Успех выше среднего; хуже, чем после «Семеро их» в прошлом году. Меня вызывали. Я кланялся из ложи после того, как убедился, что всё-таки аплодирование настойчиво. Пробовали и свистеть. Прежде это было модно: значит очень модерная вещь; теперь же просто глупо.
После Симфонии Цецилия Ганзен играла Концерт Моцарта, а затем антракт, во время которого масса знакомых приходили жать руку. На многих лицах недоумение. Princesse Polignac пришла первая в ложу и поздравила меня: это очень элегантно с её стороны. Очень хвалили Обухов. Demasy, Черепнин плёл ерунду. Копшц тоже. Сувчинский что-то промычал.

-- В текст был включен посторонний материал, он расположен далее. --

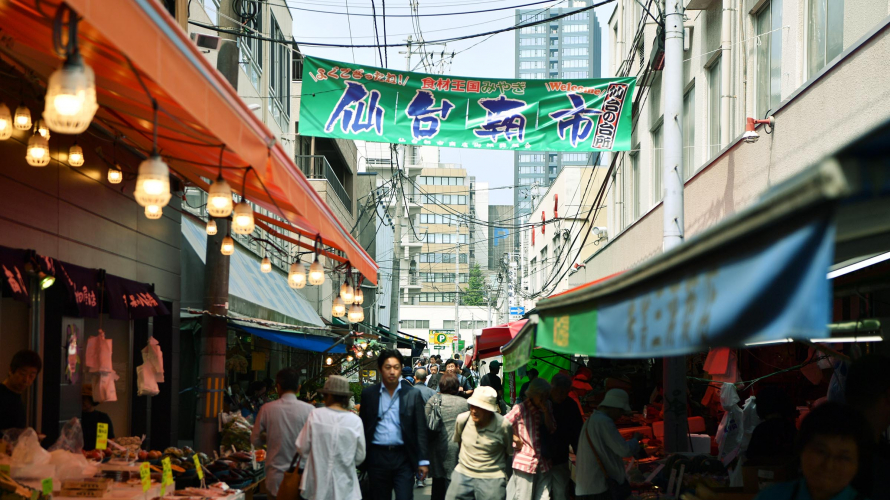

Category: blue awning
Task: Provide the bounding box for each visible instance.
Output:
[229,322,346,354]
[182,217,324,326]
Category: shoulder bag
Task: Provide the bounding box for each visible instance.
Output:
[426,394,445,432]
[582,426,631,500]
[275,453,303,500]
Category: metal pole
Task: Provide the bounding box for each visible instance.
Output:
[195,219,229,453]
[662,0,692,453]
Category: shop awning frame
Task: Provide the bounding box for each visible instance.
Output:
[0,0,377,284]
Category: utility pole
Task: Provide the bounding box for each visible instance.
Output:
[195,218,230,453]
[662,0,692,453]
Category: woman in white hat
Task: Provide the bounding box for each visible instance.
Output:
[297,375,365,500]
[575,389,641,500]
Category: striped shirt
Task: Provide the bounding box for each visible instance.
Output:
[504,401,550,474]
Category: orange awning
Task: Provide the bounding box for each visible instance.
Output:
[0,0,377,284]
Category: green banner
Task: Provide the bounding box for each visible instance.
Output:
[299,56,636,152]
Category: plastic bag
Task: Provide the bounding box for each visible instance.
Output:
[48,417,83,454]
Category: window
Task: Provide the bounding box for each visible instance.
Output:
[519,36,544,47]
[519,61,544,69]
[519,49,547,57]
[562,59,587,68]
[755,0,782,118]
[708,59,720,157]
[683,87,695,180]
[562,24,587,33]
[562,47,587,57]
[648,124,664,203]
[804,0,844,77]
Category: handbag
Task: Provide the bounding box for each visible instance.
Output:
[275,453,303,500]
[426,394,445,432]
[582,420,631,500]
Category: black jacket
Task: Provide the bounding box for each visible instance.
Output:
[359,383,429,470]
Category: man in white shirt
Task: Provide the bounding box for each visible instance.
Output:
[575,389,641,500]
[250,368,315,500]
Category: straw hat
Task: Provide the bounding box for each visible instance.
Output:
[467,386,498,413]
[318,375,352,396]
[600,389,630,412]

Появился Стравинский. Я сказал: «Ну, бейте». Он начал долго говорить о том, что я должен знать, как он меня любит и уважает, но что это не то, что он ожидал, когда узнал, что Прокофьев пишет симфонию. Я ответил: это чистая музыка и притом музыка, вышедшая из контрапункта - это немного наша общая платформа; в чём же несогласие? Стравинский: «Об этом надо говорить дома и подробно». Я: «Я только этого и хочу. Когда же?» Стравинский: «Я очень занят теперь, через несколько недель я буду свободный, тогда встретимся и побеседуем». Лицемер! Если он музыку мою «любит и уважает», то незачем откладывать разговор на месяц.
Были Коутс, Фительберг, Купер, Штейнберг, Гречанинов (два последних только что из России), но я с ними не беседовал.
Вечером Пташка, я. Цецилия и Захаров поехали в Casino de Paris, а потом ужинали и подпили, словом, кутили после моей премьеры и её первого выступления в Париже.